The steam winch that usually moved the planes had lost pressure, so they had to do it by hand, and despite the help of eleven 'Cats and two Impie midshipmen assigned to his squadron, Walt, his dark brown hair sweat-plastered to his head, was probably doing most of the work.
Andamaan
was nearly dead in the water and already low by the stern. The steepening angle made it even more difficult to shift the heavy flying boat. “Just a little more!” Walt croaked. Fire was spreading forward inside the cavernous space behind, and smoke gushed out above them to join a great, gray-black pyre mounting to the heavens. 'Cats dragged hoses, directing them at the flames, but water pressure was dropping as well.

“There's no steam for the caat-a-pult!” Walt's flight engineer warned. Sergeant Aanse-Ar-Mus wore a brown pelt with almost-yellow blobs that looked suspiciously like spots. Instead of the inevitable nickname, he'd been dubbed “Moose.” There was already a “Spot” in the squadron. “The crane neither,” he added, suspecting Walt would try to set the plane in the water.

“We can work the crane with the hand winches,” Walt gasped. It was possible. The ship's cranes were designed with that capability in mind, but it would be tough. Walt looked up to see that they'd finally cleared the overhang, then glanced back. The guns at the top of the casemate hangar
were still blasting away, but the ship had slowed to a complete stop. He was horrified to see the landing craft dories, just like those covering
Sular
's sides, sliding down to the sea, filled with troops and crew. “And that's what we'll do,” he decided. “I don't know what kicked us in the ass. The bomb that fell in the hangar wasn't very big, and it shouldn't have hurt the hull. But there were those other thumps, whatever they were, and this big bastard's going
down
. Take charge of the winch detail, Moose. Hook her on and swing her out.” He looked around. The whole squadron's air and ground crews were there now, having joined the others in time to give a final push. Some of the ship's crew was gathering as well. In addition to the dozen 'Cats Moose quickly gathered, there were maybe twenty more, and two other men. “The rest of you guys, get in the plane!”

“We'll be too heavy to get in the air!” a young Impie midshipman named Reese warned him, eyes searching for attacking planes.

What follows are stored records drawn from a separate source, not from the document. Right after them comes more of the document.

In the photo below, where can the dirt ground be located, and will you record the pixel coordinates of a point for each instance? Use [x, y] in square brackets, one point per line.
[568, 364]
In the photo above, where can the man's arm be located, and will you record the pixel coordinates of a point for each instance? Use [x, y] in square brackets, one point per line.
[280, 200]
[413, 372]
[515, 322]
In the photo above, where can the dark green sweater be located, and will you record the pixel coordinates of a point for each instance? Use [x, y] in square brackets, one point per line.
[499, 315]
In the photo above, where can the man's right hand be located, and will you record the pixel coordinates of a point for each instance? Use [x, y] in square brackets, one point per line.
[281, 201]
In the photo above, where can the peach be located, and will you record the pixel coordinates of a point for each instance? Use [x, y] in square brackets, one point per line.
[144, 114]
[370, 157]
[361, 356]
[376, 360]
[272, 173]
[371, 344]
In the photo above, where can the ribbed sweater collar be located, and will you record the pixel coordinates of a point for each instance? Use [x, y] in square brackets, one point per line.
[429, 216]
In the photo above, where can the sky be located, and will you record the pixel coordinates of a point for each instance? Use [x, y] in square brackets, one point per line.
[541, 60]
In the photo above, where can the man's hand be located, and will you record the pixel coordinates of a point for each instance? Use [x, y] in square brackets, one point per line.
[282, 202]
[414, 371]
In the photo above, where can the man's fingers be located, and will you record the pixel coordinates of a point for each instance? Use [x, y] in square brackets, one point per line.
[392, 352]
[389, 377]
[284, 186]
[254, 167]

Unsaid was how helpless they'd be just bobbing around.

“We got no ordnance. We'll get her up, and we're not leaving anybody who'll fit. Period. Now load up!”

Quickly and professionally, several of Moose's detail climbed to the top of the big plane and hooked the cables onto the three lifting points. There were two on the wings, between the inboard and outboard engines, and one on the fuselage, halfway to the tail. “Watch those taglines when she's up,” Walt warned. It was going to be very tricky indeed, as the stern dipped lower and the bow rose.
Andamaan
was sinking fast. It had been impossible to make the transverse bulkheads the yard added completely watertight, but they should've kept the flooding down to something the pumps could handle—unless multiple compartments were wide-open to the sea. And, of course, without steam pressure there'd be no pumps. Walt still wondered what hit them. There'd been no word, or even any official announcement to abandon ship. Comm must be out as well. He climbed in through the hatch in the side of the plane as the last 'Cat ducked inside. “Make way! Make yourselves small!” he shouted, squirming up through the packed fuselage. “We need room for a dozen more in here! Start the engines!” he called ahead. Ordinarily, they'd never run the engines while the plane was suspended from the crane, but they were out of time. In mere moments, the angle would be too extreme to allow the plane to clear the crane or the casemate.